Late Miocene to present deformation and erosion of the Central Alps — Evidence for steady state mountain building from thermokinematic data

• New low-temperature thermochronometry constrains shortening in the Central Alps.
• New method combining thermochronometry with kinematic reconstructions
• The Central Alps are at steady state since at least 8 Ma.
• Past climate changes did not impact prowedge kinematics within error of the method.

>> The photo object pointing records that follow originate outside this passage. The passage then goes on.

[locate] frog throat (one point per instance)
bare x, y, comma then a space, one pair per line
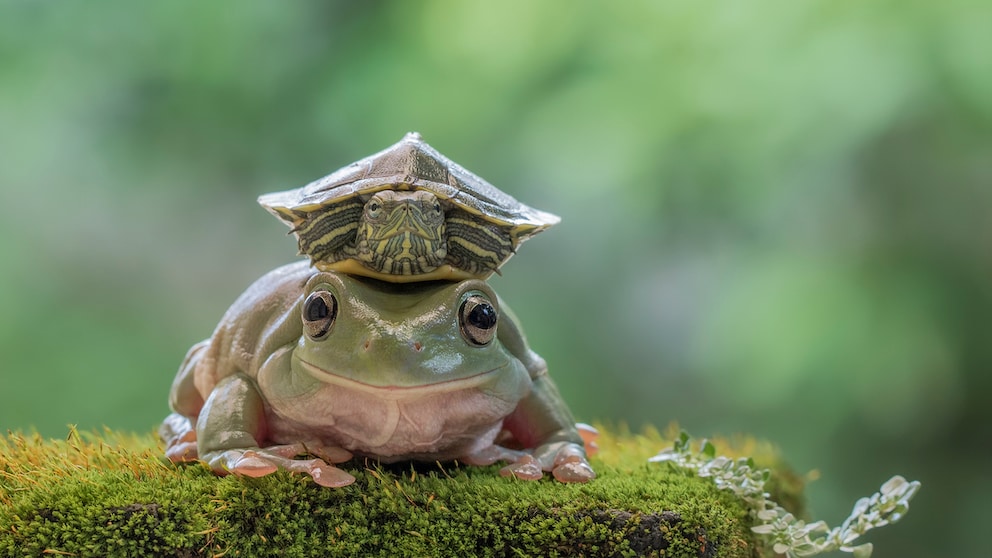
393, 393
445, 272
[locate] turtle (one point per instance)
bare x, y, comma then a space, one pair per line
404, 214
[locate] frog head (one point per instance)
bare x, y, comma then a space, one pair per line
398, 340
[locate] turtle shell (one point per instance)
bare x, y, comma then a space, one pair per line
482, 226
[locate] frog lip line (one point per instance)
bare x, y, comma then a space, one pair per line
396, 392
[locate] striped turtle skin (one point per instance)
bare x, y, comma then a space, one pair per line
406, 214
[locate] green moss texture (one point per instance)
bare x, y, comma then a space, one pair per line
108, 494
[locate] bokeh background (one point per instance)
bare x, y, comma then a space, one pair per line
776, 215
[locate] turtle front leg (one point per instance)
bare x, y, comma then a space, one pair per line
231, 423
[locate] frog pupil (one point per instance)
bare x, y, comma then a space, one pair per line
483, 316
317, 310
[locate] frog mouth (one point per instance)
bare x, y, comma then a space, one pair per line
394, 392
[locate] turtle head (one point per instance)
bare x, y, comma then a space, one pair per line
401, 233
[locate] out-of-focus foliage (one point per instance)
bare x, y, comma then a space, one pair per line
775, 214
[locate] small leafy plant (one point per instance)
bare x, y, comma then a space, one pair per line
791, 536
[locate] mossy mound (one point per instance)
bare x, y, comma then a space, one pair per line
114, 495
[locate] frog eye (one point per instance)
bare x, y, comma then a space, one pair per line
477, 320
319, 311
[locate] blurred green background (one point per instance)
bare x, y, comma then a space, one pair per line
776, 215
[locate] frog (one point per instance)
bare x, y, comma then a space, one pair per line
309, 369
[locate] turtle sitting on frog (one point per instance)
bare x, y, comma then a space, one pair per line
406, 214
391, 346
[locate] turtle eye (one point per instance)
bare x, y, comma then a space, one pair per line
477, 320
319, 311
374, 208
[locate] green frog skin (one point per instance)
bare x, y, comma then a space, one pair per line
327, 365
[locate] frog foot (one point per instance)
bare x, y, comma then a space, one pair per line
258, 462
180, 438
566, 461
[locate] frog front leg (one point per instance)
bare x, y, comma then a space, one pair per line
543, 422
231, 423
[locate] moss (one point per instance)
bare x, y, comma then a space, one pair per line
108, 494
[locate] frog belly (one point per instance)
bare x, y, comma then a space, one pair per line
391, 427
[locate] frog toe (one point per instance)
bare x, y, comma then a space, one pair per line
492, 454
253, 464
573, 469
330, 476
526, 468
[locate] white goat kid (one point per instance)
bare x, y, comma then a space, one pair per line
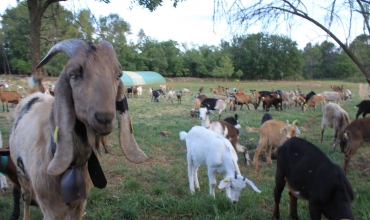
224, 129
205, 147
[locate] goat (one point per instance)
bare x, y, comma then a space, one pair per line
309, 174
205, 147
163, 87
201, 90
170, 95
334, 117
363, 107
187, 91
266, 117
129, 91
9, 97
213, 104
337, 88
348, 94
243, 99
8, 167
179, 96
155, 96
194, 112
274, 99
333, 96
272, 133
313, 101
224, 129
351, 138
139, 90
55, 153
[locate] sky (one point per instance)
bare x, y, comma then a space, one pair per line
191, 22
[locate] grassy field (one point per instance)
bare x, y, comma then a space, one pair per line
159, 189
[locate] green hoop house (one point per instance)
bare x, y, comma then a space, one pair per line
130, 78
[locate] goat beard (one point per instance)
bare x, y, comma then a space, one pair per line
95, 141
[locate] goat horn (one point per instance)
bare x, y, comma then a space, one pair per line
66, 46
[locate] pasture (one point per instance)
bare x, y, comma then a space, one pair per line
159, 188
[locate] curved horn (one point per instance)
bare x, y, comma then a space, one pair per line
67, 46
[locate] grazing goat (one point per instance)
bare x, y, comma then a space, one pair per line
314, 101
310, 175
224, 129
348, 94
179, 96
55, 153
333, 96
363, 107
350, 139
129, 91
266, 117
139, 90
273, 133
170, 95
155, 96
201, 90
213, 104
242, 99
334, 117
187, 91
194, 112
205, 147
9, 97
337, 88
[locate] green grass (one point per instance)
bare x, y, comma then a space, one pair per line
159, 189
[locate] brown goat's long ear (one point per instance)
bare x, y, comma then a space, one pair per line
62, 120
127, 141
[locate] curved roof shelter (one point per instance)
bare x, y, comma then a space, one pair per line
130, 78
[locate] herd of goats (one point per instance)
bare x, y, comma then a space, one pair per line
52, 158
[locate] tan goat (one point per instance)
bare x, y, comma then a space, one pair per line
314, 101
273, 133
9, 97
53, 140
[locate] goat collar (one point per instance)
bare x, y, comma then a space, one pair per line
3, 163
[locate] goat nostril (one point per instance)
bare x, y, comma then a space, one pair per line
104, 118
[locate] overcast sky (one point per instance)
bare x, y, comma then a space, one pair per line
191, 22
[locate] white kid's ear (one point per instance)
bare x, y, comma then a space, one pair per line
223, 183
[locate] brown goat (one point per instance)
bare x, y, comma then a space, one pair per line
9, 97
273, 133
179, 96
243, 99
196, 105
352, 137
55, 152
314, 101
334, 117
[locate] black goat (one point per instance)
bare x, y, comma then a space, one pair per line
363, 107
311, 175
266, 117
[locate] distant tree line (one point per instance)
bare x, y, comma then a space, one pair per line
248, 57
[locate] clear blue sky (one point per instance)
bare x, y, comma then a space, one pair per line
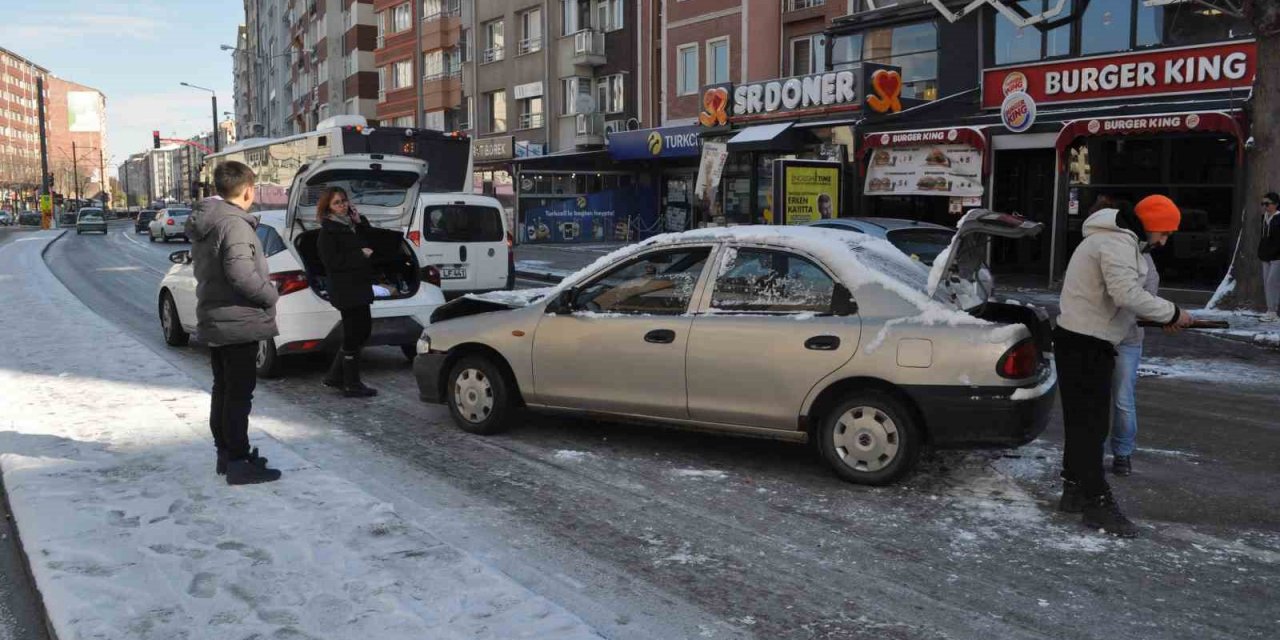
136, 53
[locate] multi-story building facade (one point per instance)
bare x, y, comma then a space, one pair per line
302, 62
19, 126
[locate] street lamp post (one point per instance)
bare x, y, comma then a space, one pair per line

We present new apatite fission track and apatite (U–Th)/He data from the Alpine orogenic front, the Austrian Subalpine Molasse. We show that the cooling signal reported from the Swiss part of the basin since 10 Ma is also present farther east. Hence, it appears to be independent of the kinematic relation to thrusting in the external thrust belt present further west, the Jura Mountains. By reconstructing the Central Alpine pro-wedge geometry at 10 Ma, we show that the taper of the Central Alps has not changed significantly and presumably remained close to the critical state since then. From cooling offsets at faults, the present day shortening rate of the pro-wedge ranges between 1.0 and 2.0 mm/a and appears to have been constant since at least the Late Miocene. In conjunction with the observations of repeated out-of-sequence thrusting in the Subalpine Molasse, a stationary deformation front, constant shortening and erosion rates and the constant taper, we argue that the Central Alpine pro-wedge is at kinematic, as well as at mass flux steady-state since 10 Ma. Our results suggest that distinct climate-driven erosion events – in contrast to more continuous erosion – are not distinguishable in the deformation record of the last 10 Ma. Hence, kinematic and mass flux steady state in the Central Alpine pro-wedge along with stable localization of deformation restricted to the Subalpine Molasse may indicate a feedback between ongoing shortening and erosion at low rates during the Late Neogene to present.